Given the positive effects of miR-424 on STK11 mRNA and protein expression as described above, we reasoned that miR-424 might unconventionally regulate the expression of STK11. Several studies have revealed that the post-transcriptional upregulation by miRNAs is selective, based on the target mRNA specific sequences, and associated with RBPs (Vasudevan et al., 2007). It is not clear whether the observed role of miR-424 in positively mediating STK11 expression is due to direct interaction with specific STK11 mRNA sequence, or indirect interaction through unknown RBPs, or both.

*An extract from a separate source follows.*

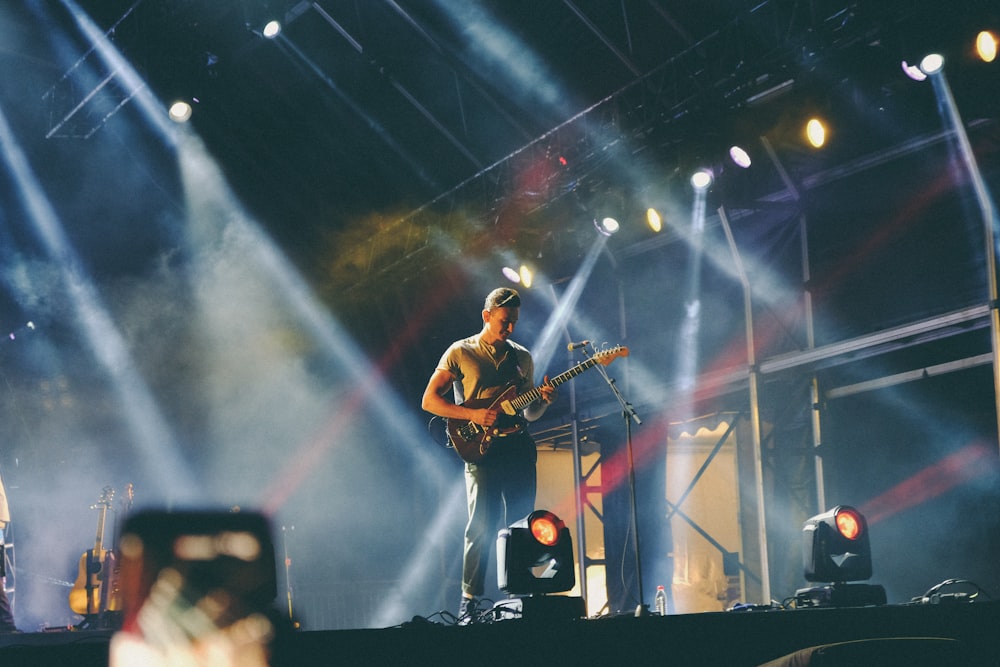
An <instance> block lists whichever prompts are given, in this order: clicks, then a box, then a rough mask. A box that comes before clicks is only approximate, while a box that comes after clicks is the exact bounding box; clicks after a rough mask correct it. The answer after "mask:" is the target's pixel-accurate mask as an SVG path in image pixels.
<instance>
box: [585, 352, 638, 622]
mask: <svg viewBox="0 0 1000 667" xmlns="http://www.w3.org/2000/svg"><path fill="white" fill-rule="evenodd" d="M588 344H589V343H588ZM591 348H593V346H592V345H591ZM583 353H584V355H585V356H587V357H589V356H590V353H589V352H588V351H587V347H586V346H584V347H583ZM594 367H595V368H596V369H597V370H598V372H599V373H600V374H601V377H603V378H604V381H605V382H606V383H607V384H608V386H609V387H611V393H613V394H614V395H615V398H616V399H618V403H619V404H620V405H621V406H622V418H623V419H624V420H625V452H626V455H627V457H628V485H629V505H630V509H631V514H632V549H633V550H634V552H635V582H636V587H637V588H638V591H639V605H638V606H637V607H636V608H635V615H636V616H645V615H646V614H647V613H648V612H647V609H646V605H645V602H644V598H643V594H642V558H641V556H640V555H639V520H638V516H637V513H636V503H635V461H634V459H633V458H632V420H634V421H635V423H636V424H642V420H641V419H639V415H638V414H637V413H636V411H635V408H633V407H632V404H631V403H629V402H628V401H626V400H625V397H624V396H622V393H621V391H619V389H618V385H617V383H615V379H614V378H612V377H611V376H609V375H608V371H607V370H606V369H605V368H604V366H603V365H601V364H595V366H594Z"/></svg>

To identify the mechanism involved in the miRNA-mediated gene upregulation, we performed 3′ rapid amplification of complementary DNA (cDNA) ends (3' RACE) assay, both in the bovine perirenal and groin fat tissues, and successfully isolated and sequenced a band of 699 bp which aligned downstream of STK11 coding regions ( Figure 5A ). Interestingly, as indicated in Figure 5B , putative RBP binding sequences (GREs and AREs) were found by scanning the entire length of 3' UTR of STK11. We postulated that the putative RBP binding sequences located in 3' UTR of STK11 might be involved in the post-transcriptional regulation of STK11.

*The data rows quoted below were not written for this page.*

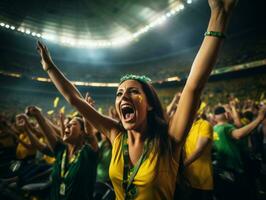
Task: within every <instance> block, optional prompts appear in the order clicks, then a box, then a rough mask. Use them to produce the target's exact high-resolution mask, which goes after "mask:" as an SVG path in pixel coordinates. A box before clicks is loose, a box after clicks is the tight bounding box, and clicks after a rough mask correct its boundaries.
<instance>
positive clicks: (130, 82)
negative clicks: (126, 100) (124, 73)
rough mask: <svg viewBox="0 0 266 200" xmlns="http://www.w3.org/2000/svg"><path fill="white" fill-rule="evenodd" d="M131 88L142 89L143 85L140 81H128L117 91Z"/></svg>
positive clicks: (132, 80)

To evaluate this hypothesis, we constructed dual-luciferase reporter plasmids with or without the putative RBP binding sequences (F-ΔMRE or F-MRE) (illustrated in Figure 5C ) followed by co-transfection into bovine preadipocytes with miR-424 inhibitor or NC inhibitor. Reporter assays showed that the luciferase activity of the “F-FL” and “F-ΔMRE” reporters was significantly suppressed when miR-424 was absorbed by a specific inhibitor, but resulted in a modest yet significant increase in luciferase activity of the “F-MRE” ( Figure 5D ). These results indicate that the presence of AU/GU rich sequences in the 3' UTR of STK11 might disrupt the miR-424/STK11 incorporation into the RNA-induced silencing complexes, suggesting that post-transcriptional regulation of STK11 by miR-424 occurs in a potential RBP binding site-dependent manner.